# dsw2to3
[](https://github.com/ds-wizard/dsw2to3/releases)
[](https://pypi.org/project/dsw2to3/)
[](LICENSE)
[](https://docs.ds-wizard.org/en/latest/)
CLI tool to support data migration from DSW 2.14 to DSW 3.0
## Usage
### Prerequisites
* DSW 3.0
* MongoDB (with DSW 2.14 data)
* PostgreSQL (with initial DSW 3.0 structure)
* S3 storage (e.g. [Minio](https://min.io))
* Python 3.6+ (recommended to use [virtual environment](https://docs.python.org/3/library/venv.html))
* `postgresql-devel` (`libpq-dev` in Debian/Ubuntu, `libpq-devel` on others)
The machine where you are going to execute the migration tool must have access to MongoDB, PostgreSQL, and S3 storage. See `examples/docker-compose.yml` for reference.
You need to run DSW 3.0 at least once before the data migration, so it initializes your PostgreSQL database (it will create tables and initial data). You can try to log-in with the default user to check if it is initialized correctly.
Don't hesitate to consult with us if unclear.
### Installation
You can install the tool using PyPI:
```shell
$ python -m venv env
$ . env/bin/activate
(env) $ pip install wheel
(env) $ pip install dsw2to3
...
(env) $ dsw2to3 --help
```
Or using this repository:
```shell
$ git clone https://github.com/ds-wizard/dsw2to3.git
$ python -m venv env
$ . env/bin/activate
(env) $ pip install wheel
(env) $ pip install .
...
(env) $ dsw2to3 --help
```
### Important notes
- Migration tool must have access to MongoDB database (data source), PostgreSQL database and S3 storage (target). It needs to be configured in `config.yml`. During the migration (e.g. from DSW or other tool), the data must not change to avoid inconsistency.
- Migration tool does not make any changes in MongoDB, it only reads data from there.
- Migration tool checks if target PostgreSQL database is in expected state (after fresh installation of DSW 3.0).
- Migration tool initially deletes all data from PostgreSQL database before migrating to avoid duplication and inconsistency (for regular use it just removes the default data, e.g., default users).

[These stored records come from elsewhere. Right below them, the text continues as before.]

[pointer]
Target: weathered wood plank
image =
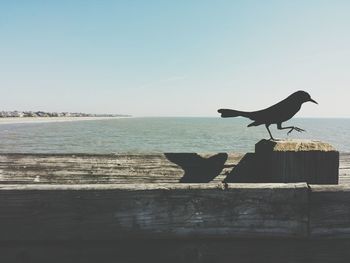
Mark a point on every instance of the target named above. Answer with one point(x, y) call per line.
point(113, 212)
point(121, 169)
point(175, 251)
point(330, 211)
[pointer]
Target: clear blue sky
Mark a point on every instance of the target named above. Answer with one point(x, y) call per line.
point(173, 58)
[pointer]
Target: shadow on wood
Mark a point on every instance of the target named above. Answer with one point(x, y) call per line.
point(196, 168)
point(246, 171)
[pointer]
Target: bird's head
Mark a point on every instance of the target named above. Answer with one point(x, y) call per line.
point(304, 96)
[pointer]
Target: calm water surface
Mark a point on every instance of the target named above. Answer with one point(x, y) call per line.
point(153, 135)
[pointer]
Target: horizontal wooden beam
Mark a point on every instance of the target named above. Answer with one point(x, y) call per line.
point(114, 212)
point(137, 169)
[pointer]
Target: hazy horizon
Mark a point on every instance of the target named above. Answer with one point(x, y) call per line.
point(180, 58)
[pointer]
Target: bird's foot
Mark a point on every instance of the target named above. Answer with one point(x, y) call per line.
point(295, 128)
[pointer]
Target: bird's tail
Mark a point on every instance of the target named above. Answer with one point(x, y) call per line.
point(226, 113)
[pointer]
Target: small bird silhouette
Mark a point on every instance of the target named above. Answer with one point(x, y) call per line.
point(276, 114)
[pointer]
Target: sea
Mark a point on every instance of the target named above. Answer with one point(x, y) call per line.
point(161, 134)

- Migration tool initially deletes all objects in configured S3 bucket. If the bucket does not exist, it tries to create a new one.
- Migration tool migrates data from MongoDB to PostgreSQL in expected way for DSW as well as from MongoDB (GridFS) to S3 storage.
- You can run the tool with `--dry-run` to check what it will do. During dry run, nothing is deleted, changed, or added (no SQL transactions are committed).
- It may happen that your MongoDB database contains inconsistent data (violating integrity). With `--fix-integrity` you can fix that by skipping data. You should first check what the data are, and then decide if you will fix it manually in MongoDB or migrate without them.
- This tool may improve based on feedback, check new version and update using `pip install -U dsw2to3` if needed.
### Steps
1. Prepare `config.yml` for the migration based on your setup (see `config.example.yml`)
2. Stop DSW in order to prevent changes in data during the migration
3. Archive data from MongoDB (e.g. using [mongodump](https://docs.mongodb.com/manual/reference/program/mongodump/))
4. Run `dsw2to3 -c path/to/config.yml --dry-run` to see how it will work with your configuration
5. Run `dsw2to3 -c path/to/config.yml` (see `dsw2to3 --help` for more options)
6. After migration, run DSW 3.0 and check the migrated data
7. Clean up your deployment (get rid of unused services and configuration files)
In case of error during the migration, follow the details from logs. You can run it with `--best-effort` flag that will skip errors (just log them out).
## Questions and Discussion
If anything is unclear, or you need help, let us know via issue in this repository.
## License
This project is licensed under the Apache License v2.0 - see the [LICENSE](LICENSE) file for more details.